Some shops are still winning with cold + AI, and it's worth being honest about who they are. The most common cases are teams selling into a niche the buyer hasn't been targeted to death in yet — early-stage category buyers, narrow vertical roles where the AI-generated noise hasn't fully arrived. Another set is teams whose personalization involves real human judgment in the loop rather than pattern-fill. A third group has product positioning sharp enough, timed to a pain the buyer is actively feeling, that the cold message cuts through anyway. That one is the hardest of the three to engineer — landing positioning cleanly across an entire target list is genuinely hard, and most teams don't get there even with strong PMF. If that's you, keep doing what's working. For everyone else — selling to ICPs every competitor is also targeting — the math has shifted, and the answer isn't to stop using AI; it's to use it for the part it's actually good at.
AI and signals are still the best tools for figuring out which accounts deserve attention right now: job changes, fundraising rounds, hiring spikes, product launches, and intent data all surface the right target at the right moment. The mistake is treating those signals as the whole job, when they're really only half of it. The other half is access. Once a signal tells you an account is in-market, the next question is how you actually reach the buyer, and that's where signals and warm paths combine: signals tell you when to act and who to act on, and warm paths tell you how to land the meeting once you've decided to act. Teams that pair the two outperform teams running either play in isolation.
Why the gap widens as AI gets better
Here's the part that surprises people: better AI doesn't fix the AI outbound problem — it deepens it. Every model improvement makes generic outreach incrementally more "personalized" and incrementally more uniform across vendors, so every team gets the same lift at the same time, and the buyer experience is more polished AI-written emails arriving in higher volume with the same trust profile as before, which is to say none.

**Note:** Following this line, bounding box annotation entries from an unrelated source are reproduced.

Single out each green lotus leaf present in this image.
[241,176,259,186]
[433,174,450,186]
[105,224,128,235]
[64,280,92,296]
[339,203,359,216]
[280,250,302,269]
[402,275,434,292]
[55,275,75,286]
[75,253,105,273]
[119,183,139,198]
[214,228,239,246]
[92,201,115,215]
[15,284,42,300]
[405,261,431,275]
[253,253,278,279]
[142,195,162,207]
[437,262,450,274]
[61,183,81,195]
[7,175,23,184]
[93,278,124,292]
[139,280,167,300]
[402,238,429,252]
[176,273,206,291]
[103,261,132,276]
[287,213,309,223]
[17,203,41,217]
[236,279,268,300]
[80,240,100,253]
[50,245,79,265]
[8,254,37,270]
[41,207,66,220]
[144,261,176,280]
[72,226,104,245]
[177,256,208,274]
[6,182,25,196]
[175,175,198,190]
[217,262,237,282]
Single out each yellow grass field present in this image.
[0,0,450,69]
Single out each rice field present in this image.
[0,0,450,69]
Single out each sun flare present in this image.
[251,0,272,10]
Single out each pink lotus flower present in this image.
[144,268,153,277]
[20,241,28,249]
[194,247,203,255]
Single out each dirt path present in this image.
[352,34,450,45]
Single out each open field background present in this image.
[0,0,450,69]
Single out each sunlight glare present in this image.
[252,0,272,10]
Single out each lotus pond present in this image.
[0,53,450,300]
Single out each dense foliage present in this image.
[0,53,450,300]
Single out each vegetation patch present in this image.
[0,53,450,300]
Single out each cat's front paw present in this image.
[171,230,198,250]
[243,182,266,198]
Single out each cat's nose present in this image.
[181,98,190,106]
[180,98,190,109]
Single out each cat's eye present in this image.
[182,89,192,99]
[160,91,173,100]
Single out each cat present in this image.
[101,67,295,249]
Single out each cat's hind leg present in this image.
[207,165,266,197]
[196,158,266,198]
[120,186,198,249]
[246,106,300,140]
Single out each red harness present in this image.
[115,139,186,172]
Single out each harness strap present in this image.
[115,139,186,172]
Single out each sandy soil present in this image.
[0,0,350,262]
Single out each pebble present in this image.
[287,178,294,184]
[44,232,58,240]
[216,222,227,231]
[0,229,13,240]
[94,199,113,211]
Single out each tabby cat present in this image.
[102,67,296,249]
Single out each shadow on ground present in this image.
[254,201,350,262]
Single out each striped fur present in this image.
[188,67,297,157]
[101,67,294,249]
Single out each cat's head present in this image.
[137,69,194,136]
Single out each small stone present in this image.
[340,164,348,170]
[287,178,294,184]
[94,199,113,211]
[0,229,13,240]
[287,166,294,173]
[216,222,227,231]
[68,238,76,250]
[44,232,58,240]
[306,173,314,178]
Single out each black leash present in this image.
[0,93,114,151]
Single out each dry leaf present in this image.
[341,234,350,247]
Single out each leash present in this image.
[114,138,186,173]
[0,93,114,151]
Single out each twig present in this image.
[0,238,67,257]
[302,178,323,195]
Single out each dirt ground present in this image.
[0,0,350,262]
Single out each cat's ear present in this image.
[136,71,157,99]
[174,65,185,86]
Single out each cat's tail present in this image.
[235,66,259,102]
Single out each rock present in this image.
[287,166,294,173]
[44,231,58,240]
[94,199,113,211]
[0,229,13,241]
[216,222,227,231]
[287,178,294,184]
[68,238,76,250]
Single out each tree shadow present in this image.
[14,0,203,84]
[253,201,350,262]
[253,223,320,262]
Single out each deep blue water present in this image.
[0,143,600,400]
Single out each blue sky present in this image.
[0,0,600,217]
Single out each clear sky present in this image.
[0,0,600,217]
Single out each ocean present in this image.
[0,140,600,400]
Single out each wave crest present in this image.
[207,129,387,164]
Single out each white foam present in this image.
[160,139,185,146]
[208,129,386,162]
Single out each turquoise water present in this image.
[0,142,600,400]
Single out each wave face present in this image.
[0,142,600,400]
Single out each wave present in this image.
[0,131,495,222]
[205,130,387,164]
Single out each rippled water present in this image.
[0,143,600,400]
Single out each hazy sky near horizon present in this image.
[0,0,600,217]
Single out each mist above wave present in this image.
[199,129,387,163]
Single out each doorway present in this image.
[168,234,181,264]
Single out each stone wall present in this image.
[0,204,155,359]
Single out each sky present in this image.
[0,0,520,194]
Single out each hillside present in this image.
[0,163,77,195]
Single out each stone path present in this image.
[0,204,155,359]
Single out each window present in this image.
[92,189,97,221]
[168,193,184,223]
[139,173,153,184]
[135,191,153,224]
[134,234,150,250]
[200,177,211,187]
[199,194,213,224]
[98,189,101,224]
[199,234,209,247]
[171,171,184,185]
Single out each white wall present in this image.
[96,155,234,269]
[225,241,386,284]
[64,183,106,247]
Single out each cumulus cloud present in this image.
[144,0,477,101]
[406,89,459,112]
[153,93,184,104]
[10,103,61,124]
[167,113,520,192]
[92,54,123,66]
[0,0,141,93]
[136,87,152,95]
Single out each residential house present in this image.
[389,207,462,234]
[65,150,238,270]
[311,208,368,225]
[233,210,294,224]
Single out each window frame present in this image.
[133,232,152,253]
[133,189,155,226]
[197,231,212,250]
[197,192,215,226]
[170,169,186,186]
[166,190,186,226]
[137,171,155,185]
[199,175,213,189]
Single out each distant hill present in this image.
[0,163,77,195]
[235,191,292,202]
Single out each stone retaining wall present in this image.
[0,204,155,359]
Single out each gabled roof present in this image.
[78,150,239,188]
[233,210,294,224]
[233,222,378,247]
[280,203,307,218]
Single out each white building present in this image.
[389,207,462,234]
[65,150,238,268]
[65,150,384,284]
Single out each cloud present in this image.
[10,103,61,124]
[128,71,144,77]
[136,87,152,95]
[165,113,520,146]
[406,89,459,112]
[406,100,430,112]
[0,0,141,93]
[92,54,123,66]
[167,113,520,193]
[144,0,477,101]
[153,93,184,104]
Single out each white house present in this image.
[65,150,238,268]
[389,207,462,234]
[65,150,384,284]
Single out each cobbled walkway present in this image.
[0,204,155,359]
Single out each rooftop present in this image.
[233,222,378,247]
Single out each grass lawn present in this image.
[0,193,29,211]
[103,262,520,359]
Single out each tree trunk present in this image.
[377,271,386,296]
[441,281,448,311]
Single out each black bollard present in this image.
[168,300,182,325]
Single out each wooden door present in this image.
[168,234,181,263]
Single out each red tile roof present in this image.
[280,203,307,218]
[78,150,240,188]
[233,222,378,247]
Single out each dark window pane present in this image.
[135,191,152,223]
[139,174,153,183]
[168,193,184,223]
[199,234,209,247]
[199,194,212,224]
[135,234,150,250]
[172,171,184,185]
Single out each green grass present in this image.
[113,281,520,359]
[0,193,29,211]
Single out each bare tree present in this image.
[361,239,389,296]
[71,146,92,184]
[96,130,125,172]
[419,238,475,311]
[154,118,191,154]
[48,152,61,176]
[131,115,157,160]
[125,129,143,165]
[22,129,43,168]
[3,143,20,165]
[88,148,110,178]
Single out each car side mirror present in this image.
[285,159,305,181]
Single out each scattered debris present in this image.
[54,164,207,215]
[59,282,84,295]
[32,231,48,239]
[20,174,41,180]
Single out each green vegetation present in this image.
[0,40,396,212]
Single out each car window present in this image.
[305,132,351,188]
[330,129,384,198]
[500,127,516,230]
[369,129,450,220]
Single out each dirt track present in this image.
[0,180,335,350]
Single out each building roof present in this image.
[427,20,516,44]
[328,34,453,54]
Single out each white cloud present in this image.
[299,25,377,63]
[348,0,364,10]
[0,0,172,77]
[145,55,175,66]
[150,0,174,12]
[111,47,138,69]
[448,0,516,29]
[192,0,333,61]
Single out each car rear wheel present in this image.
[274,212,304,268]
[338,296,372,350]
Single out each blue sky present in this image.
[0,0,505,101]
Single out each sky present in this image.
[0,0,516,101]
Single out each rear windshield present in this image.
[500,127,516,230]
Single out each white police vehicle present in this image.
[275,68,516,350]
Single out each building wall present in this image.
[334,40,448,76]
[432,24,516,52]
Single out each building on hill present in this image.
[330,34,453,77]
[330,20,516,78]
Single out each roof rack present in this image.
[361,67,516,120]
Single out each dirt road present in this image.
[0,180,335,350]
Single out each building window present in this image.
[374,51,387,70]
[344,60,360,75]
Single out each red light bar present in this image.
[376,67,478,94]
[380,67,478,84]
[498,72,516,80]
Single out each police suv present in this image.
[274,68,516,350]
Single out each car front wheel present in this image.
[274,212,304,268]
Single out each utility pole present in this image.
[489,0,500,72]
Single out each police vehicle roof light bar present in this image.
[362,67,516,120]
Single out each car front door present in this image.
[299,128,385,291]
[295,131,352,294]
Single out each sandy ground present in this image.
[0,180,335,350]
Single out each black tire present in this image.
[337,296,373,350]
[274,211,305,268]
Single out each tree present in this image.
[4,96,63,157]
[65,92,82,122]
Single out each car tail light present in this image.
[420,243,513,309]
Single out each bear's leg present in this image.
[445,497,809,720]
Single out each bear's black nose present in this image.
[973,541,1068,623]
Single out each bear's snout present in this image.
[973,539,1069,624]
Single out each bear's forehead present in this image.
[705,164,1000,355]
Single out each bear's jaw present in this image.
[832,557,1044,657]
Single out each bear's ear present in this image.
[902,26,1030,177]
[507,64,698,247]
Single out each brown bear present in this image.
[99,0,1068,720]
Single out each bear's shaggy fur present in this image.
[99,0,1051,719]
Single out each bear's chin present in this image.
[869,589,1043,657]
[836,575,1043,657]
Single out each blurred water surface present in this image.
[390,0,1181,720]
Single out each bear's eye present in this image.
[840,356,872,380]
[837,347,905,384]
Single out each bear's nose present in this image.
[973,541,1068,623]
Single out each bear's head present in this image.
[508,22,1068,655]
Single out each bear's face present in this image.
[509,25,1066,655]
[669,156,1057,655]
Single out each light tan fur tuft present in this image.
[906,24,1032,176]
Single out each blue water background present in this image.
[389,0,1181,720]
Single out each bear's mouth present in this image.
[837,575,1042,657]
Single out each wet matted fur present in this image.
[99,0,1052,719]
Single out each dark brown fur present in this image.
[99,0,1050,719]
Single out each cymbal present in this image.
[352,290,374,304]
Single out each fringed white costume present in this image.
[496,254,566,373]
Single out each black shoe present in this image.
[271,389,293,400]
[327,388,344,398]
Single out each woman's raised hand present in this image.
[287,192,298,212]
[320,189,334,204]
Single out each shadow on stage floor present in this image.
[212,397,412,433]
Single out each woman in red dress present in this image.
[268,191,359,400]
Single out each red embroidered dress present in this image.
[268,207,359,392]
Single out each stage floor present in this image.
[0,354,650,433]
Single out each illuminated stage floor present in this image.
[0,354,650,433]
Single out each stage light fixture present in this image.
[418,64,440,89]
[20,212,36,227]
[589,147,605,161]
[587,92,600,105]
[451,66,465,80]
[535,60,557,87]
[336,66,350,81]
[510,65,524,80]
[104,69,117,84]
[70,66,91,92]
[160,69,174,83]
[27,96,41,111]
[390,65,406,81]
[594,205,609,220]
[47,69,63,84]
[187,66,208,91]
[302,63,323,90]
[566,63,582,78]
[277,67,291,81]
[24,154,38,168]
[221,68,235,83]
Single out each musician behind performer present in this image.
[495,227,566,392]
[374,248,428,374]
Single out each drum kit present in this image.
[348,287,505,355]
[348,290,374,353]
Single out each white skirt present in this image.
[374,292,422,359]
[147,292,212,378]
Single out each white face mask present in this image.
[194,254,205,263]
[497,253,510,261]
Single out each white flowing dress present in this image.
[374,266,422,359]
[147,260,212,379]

Meanwhile, the value of a real warm path goes up rather than down, because as inbox noise rises and cold reply rates fall, the relative gap between "an email from a stranger" and "an email vouched for by someone the buyer trusts" widens with every model release. The teams that figured this out early aren't optimizing prompts harder — they're shifting from prospecting to pathfinding, starting with the buyer they want to reach and working backward through the relationships their team already has.
What to actually do
The shift isn't subtle, but it is specific. It comes down to three changes:
- Use AI for triage and prep, not for the message itself. AI personalization at scale has commoditized — even teams that haven't adopted it well are facing buyers numb to the output — so treat it as table stakes for research, prioritization, and prep, not as the wedge that wins the meeting.
- Treat your team's network as inventory. Advisors, investors, customers, board members, and former colleagues are the only outreach input your competitors don't also have, so map that graph the way you'd map any other pipeline asset.
- Pair signals with paths. Use AI and signals to decide which accounts are worth pursuing this week, then check for a warm path before you write a single email — and if a path exists, use it. If it doesn't, you can still go cold, but go in knowing your starting reply rate is 3.43% and your trust starting point is zero.
The AI outbound arms race ends the same way every arms race ends: a new asymmetry emerges that the old weapons can't reach. The new asymmetry is your team's relationships.